Several EU countries on Friday seized and destroyed suspect beef from a Polish slaughterhouse where allegedly sick cows were butchered as French authorities said some of the meat had already been sold to customers.
Warsaw has attempted to reassure affected countries and said that the meat does not pose a health risk.
Poland’s chief veterinarian Pawel Niemczuk confirmed that 2.7 tonnes of the suspect beef was exported, while the European Commission said the meat was traced to 13 member states, where it was being withdrawn and destroyed.
The scare recalls a 2013 scandal in which horsemeat was passed off as beef and used in ready-to-eat meals sold across Europe.
Brussels is to send a team of auditors to Poland to assess the situation on the spot, European Commission spokeswoman Anca Paduraru said.

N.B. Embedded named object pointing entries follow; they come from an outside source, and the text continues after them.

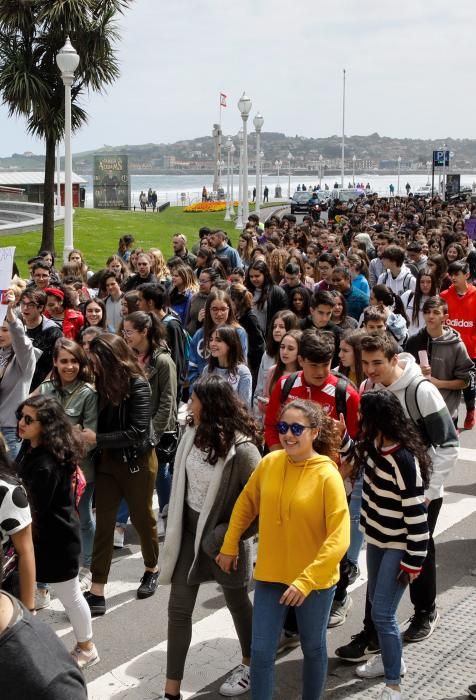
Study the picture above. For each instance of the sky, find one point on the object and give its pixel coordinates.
(408, 71)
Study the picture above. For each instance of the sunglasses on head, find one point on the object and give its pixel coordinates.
(296, 428)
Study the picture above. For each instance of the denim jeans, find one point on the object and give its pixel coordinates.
(88, 523)
(385, 593)
(268, 617)
(11, 438)
(356, 535)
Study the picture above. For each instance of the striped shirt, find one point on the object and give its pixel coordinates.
(393, 513)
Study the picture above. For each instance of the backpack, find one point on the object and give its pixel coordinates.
(340, 395)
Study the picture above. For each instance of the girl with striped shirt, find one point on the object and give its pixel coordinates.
(396, 469)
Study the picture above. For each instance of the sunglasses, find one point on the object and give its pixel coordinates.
(296, 428)
(28, 419)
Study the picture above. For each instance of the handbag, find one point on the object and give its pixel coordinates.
(167, 445)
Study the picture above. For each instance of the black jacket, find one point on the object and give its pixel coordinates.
(127, 425)
(56, 535)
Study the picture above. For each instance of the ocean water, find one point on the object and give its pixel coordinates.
(181, 190)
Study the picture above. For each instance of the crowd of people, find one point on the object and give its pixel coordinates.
(323, 363)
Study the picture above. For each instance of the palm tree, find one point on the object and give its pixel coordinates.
(31, 34)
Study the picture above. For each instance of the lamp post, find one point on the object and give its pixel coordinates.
(67, 60)
(228, 145)
(258, 122)
(244, 105)
(239, 218)
(232, 168)
(290, 157)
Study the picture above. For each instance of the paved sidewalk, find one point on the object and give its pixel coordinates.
(440, 668)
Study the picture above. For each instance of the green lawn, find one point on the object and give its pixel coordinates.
(97, 232)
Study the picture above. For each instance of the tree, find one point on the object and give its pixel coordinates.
(31, 34)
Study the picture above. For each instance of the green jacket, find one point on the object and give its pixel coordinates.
(80, 403)
(162, 376)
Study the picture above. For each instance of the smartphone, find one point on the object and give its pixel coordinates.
(423, 357)
(403, 577)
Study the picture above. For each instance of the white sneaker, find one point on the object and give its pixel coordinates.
(237, 683)
(85, 578)
(84, 658)
(119, 537)
(42, 598)
(373, 668)
(390, 694)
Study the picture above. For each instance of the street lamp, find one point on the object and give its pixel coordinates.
(290, 157)
(67, 60)
(228, 145)
(239, 218)
(244, 105)
(258, 122)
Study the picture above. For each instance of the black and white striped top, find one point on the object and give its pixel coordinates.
(393, 513)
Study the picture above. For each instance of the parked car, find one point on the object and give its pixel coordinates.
(300, 202)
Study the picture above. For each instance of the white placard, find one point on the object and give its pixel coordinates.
(6, 265)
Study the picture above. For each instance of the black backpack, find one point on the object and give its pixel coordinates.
(340, 395)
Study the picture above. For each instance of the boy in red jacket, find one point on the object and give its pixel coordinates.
(315, 383)
(461, 300)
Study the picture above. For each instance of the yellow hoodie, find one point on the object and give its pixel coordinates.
(304, 524)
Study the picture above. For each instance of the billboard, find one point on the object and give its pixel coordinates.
(111, 183)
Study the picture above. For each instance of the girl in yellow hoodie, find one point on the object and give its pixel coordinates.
(304, 531)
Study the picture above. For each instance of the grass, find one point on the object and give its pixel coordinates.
(97, 232)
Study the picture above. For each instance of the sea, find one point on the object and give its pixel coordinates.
(182, 190)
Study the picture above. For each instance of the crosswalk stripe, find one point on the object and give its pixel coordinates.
(214, 650)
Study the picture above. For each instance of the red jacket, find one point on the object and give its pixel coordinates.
(323, 395)
(462, 315)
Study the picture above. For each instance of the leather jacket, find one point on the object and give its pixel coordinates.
(128, 425)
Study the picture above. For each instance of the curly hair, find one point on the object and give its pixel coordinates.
(57, 434)
(382, 416)
(222, 416)
(114, 366)
(328, 441)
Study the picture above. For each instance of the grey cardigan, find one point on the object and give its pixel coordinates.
(15, 384)
(230, 476)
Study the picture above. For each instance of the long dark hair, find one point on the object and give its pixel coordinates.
(418, 294)
(268, 284)
(103, 322)
(222, 415)
(57, 435)
(229, 335)
(114, 366)
(148, 321)
(382, 415)
(289, 319)
(85, 373)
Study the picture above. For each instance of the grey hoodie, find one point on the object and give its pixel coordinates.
(449, 359)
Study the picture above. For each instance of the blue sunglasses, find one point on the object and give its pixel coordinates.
(296, 428)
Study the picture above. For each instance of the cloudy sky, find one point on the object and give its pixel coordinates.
(409, 70)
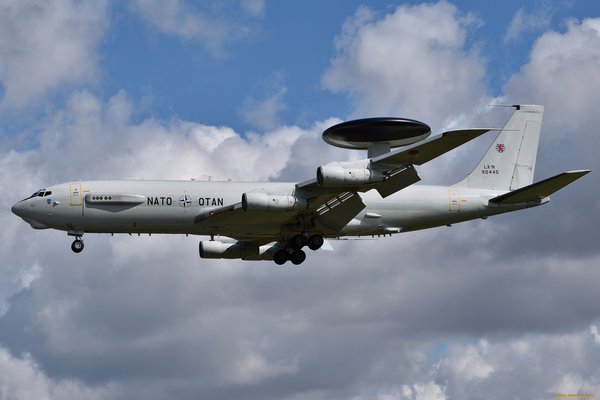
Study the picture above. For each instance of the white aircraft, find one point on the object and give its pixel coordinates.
(275, 221)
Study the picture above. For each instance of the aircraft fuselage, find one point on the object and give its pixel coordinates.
(170, 207)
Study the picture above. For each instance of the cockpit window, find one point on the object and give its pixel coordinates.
(39, 193)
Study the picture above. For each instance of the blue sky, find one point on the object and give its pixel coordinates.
(287, 46)
(242, 89)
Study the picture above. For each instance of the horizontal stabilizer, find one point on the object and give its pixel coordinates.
(540, 190)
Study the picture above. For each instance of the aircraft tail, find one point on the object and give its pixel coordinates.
(509, 163)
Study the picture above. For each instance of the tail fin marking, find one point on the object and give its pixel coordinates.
(509, 163)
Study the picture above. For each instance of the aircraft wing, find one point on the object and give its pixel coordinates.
(537, 192)
(332, 207)
(429, 149)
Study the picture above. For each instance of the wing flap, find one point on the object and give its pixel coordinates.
(340, 210)
(538, 191)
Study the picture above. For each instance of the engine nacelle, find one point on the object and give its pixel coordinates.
(231, 250)
(336, 175)
(257, 201)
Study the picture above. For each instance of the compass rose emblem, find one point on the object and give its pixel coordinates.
(185, 201)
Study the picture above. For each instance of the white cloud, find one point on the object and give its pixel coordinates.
(46, 46)
(413, 62)
(469, 363)
(524, 22)
(151, 318)
(563, 74)
(22, 379)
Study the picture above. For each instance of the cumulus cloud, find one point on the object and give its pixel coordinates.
(392, 65)
(479, 310)
(22, 378)
(48, 45)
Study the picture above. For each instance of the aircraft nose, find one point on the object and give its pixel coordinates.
(18, 208)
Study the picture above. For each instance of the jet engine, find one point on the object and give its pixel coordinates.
(232, 250)
(257, 201)
(337, 175)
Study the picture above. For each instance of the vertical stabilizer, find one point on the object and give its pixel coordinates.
(509, 163)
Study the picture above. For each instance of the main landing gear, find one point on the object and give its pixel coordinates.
(77, 245)
(293, 250)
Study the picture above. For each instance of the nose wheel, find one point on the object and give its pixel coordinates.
(77, 245)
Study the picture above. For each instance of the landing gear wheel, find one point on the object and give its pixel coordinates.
(77, 246)
(298, 257)
(315, 242)
(281, 257)
(298, 242)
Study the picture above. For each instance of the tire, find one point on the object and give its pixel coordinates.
(298, 242)
(315, 242)
(77, 246)
(280, 257)
(298, 257)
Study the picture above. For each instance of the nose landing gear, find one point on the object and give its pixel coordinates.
(77, 245)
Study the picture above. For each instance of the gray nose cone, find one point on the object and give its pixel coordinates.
(18, 208)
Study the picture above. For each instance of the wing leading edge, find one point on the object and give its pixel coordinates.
(330, 205)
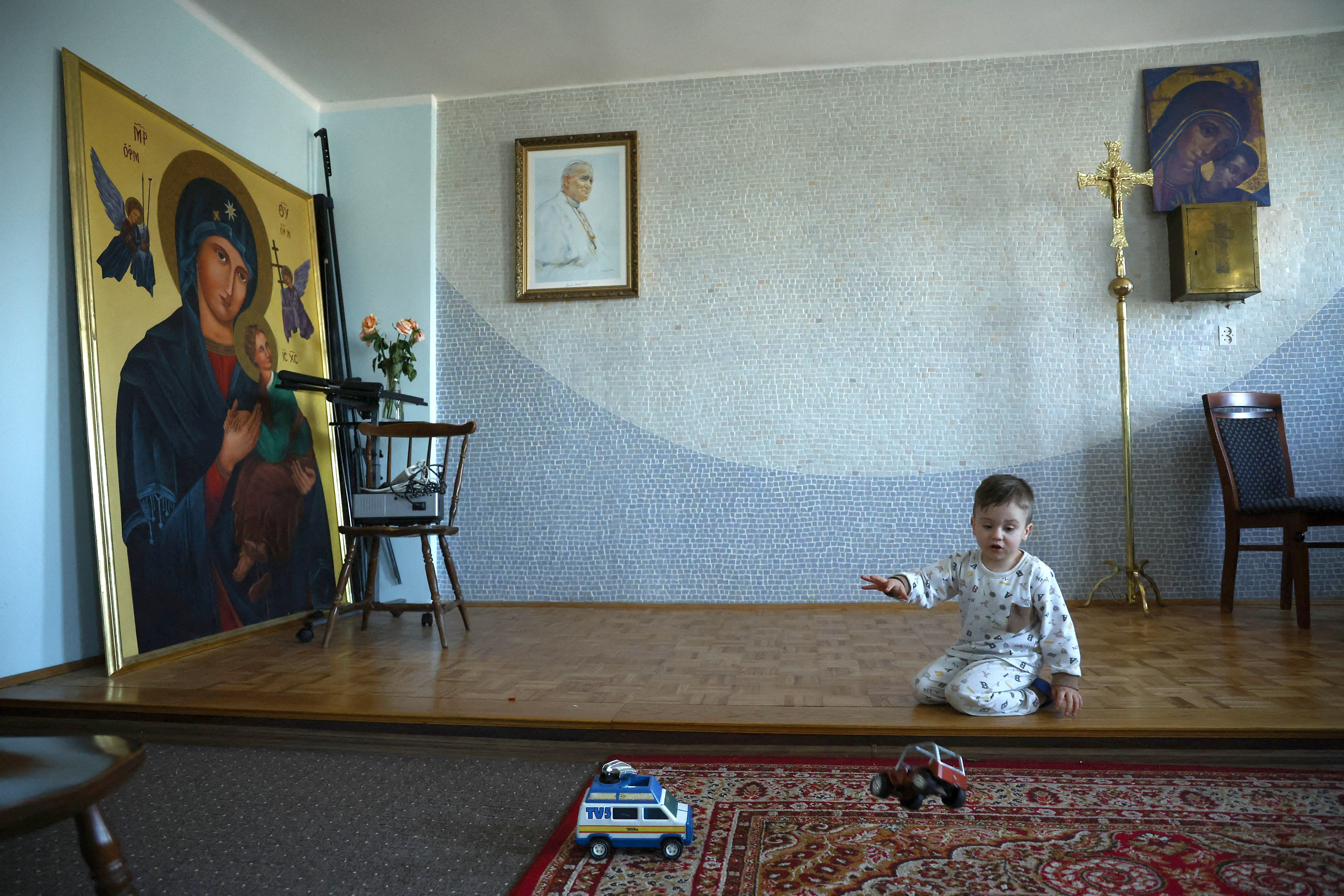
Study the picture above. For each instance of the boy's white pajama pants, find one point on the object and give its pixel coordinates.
(978, 687)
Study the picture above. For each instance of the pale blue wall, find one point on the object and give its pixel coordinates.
(49, 592)
(384, 193)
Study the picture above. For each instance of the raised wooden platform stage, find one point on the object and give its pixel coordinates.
(734, 675)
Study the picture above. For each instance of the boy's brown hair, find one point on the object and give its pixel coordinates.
(1002, 488)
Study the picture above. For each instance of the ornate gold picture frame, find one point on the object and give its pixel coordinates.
(214, 491)
(576, 222)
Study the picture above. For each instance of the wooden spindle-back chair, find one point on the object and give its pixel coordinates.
(436, 609)
(1251, 445)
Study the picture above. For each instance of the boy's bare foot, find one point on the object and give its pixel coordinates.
(249, 555)
(244, 566)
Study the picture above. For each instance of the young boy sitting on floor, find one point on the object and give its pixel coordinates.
(1014, 620)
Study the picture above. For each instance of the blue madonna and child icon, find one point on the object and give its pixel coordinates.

French authorities said 795kg of beef from the slaughterhouse — which has now been closed — had been imported.
More than 500kg have already been seized and destroyed, the French Directorate-General of Food said.
However, about 150kg had been “sold to consumers notably through butchers’ shops,” which were attempting to alert the customers, the French Ministry of Agriculture said in a statement.
Attempts to track down the remaining meat were ongoing, it said.
Nine French companies had been “duped” into importing beef from the abattoir in Kalinowo, a village about 100km northeast of Warsaw, French Minister of Agriculture Didier Guillaume said.
Portuguese authorities said they had destroyed 99kg of suspect Polish beef, while Romania said it had eliminated 1.4 tonnes as a “safety measure.”
The Swedish National Food Agency said that just under 100kg of the total 239kg of suspect Polish beef delivered to the country had already been consumed, while the rest has been seized.
The beef was also exported to the Czech Republic, Estonia, Finland, Germany, Hungary, Latvia, Lithuania, Slovakia and Spain, the European Commission said.
Niemczuk said another 7 tonnes were sold to about 20 outlets in Poland, but added that tests found it did not pose a health risk.